Le gouvernement espère maintenant revenir à ces niveaux historiques d'ici 2025/26, ont déclaré deux fonctionnaires qui connaissent bien la planification budgétaire mais ont demandé à ne pas être nommés. (Graphique : Déficit budgétaire de l'Inde, https://www.reuters.com/graphics/INDIA-ECONOMY/FISCALDEFICIT/znvnbzzzkvl/chart_eikon.jpg)

Le ralentissement international freinera la croissance du PIB nominal - croissance réelle plus inflation - à environ 11 % pour 2023/24, contre une estimation de 15,4 % pour 2022/23. Cela entraînera une croissance plus faible de la collecte des impôts.

À un an des élections, le gouvernement pourrait être incapable de lever davantage de fonds en accélérant le rythme de vente des entreprises publiques, une mesure généralement impopulaire.

Sitharaman aura donc peu de marge de manœuvre pour accorder d'importants allégements fiscaux à la classe salariée et devra réduire considérablement les subventions qui aident les pauvres.

"La trajectoire d'assainissement budgétaire promise par le gouvernement nécessitera un effort herculéen au cours des prochaines années", a déclaré Pranjul Bhandari, économiste chez HSBC, ajoutant que la réduction des déficits budgétaires sera nécessaire pour contrôler l'inflation.

Le gouvernement a déjà mis fin au programme de nourriture gratuite de l'époque de la pandémie et devrait réduire les subventions pour les aliments et les engrais de près de 17 milliards de dollars.

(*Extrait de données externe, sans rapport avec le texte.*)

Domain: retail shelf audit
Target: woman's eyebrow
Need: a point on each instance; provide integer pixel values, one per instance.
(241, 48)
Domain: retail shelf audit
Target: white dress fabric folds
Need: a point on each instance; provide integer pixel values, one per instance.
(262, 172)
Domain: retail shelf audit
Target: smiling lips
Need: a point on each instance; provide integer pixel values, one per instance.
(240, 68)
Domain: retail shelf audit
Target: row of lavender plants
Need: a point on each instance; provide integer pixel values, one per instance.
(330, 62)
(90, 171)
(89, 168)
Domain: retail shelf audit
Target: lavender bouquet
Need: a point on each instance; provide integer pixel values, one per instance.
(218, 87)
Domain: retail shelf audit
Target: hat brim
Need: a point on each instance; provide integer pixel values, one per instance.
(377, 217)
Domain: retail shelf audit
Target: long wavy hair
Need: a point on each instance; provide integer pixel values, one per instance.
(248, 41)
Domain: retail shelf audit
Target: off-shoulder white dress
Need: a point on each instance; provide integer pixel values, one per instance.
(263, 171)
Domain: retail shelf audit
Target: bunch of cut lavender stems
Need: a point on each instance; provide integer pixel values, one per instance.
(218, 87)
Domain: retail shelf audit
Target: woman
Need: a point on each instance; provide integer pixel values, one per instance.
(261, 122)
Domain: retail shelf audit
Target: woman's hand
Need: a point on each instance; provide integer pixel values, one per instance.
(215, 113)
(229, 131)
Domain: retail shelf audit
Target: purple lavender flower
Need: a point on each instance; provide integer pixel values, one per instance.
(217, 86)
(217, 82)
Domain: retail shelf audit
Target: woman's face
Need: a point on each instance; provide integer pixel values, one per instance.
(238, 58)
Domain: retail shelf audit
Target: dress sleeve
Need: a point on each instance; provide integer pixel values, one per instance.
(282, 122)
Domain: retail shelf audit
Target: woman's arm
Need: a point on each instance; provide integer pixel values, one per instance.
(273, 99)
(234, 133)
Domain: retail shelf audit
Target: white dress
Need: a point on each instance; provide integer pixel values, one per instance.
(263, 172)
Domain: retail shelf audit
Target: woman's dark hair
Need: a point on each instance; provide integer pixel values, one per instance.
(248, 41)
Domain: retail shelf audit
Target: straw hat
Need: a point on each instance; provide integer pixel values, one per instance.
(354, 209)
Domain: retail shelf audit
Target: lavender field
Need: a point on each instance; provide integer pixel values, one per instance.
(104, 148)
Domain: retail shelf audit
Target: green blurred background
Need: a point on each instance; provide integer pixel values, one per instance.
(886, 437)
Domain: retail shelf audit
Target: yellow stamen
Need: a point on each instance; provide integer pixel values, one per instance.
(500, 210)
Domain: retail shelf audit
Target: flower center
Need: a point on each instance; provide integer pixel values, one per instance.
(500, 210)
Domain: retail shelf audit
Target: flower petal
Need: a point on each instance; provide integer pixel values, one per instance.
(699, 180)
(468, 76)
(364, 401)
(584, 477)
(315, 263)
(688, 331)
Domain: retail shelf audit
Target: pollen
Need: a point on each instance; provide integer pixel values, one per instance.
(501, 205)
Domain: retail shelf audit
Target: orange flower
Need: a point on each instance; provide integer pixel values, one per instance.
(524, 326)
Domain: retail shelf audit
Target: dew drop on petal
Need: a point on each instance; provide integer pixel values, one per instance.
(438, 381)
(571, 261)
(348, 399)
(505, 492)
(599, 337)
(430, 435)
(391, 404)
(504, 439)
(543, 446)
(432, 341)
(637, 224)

Alors que les dépenses courantes diminuent, les dépenses en capital vont probablement augmenter mais au rythme le plus lent observé depuis trois ans, ont déclaré les deux fonctionnaires.

CHIFFRES CONTRE DISCOURS

Par le passé, le gouvernement de Modi a utilisé le document budgétaire pour exposer une vaste vision économique et un programme social. L'un d'eux, en 2014, s'appelait "Sabka Saath Sabka Vikas", vaguement traduit par "croissance inclusive" ; un autre, en 2020, "Aatmanirbhar", qui signifie "autonomie", visait à réduire la dépendance aux importations.

L'Inde n'a pas atteint bon nombre de ces objectifs et peine à créer suffisamment d'emplois. La croissance économique n'est plus aussi rapide qu'avant 2014.

Pourtant, on s'attend à ce que Sitharaman exprime à nouveau une vision à long terme, cette fois pour dépenser des dizaines de milliards de dollars dans les infrastructures, les projets verts, les soins de santé et l'éducation.

Les fonds destinés à la santé, à l'éducation et à la défense ne devraient pas croître de plus de 10 à 12 % pour l'année en cours, ont déclaré les deux responsables.

Le gouvernement devrait emprunter un montant record de 16 000 milliards de roupies en 2023/24, selon un sondage Reuters.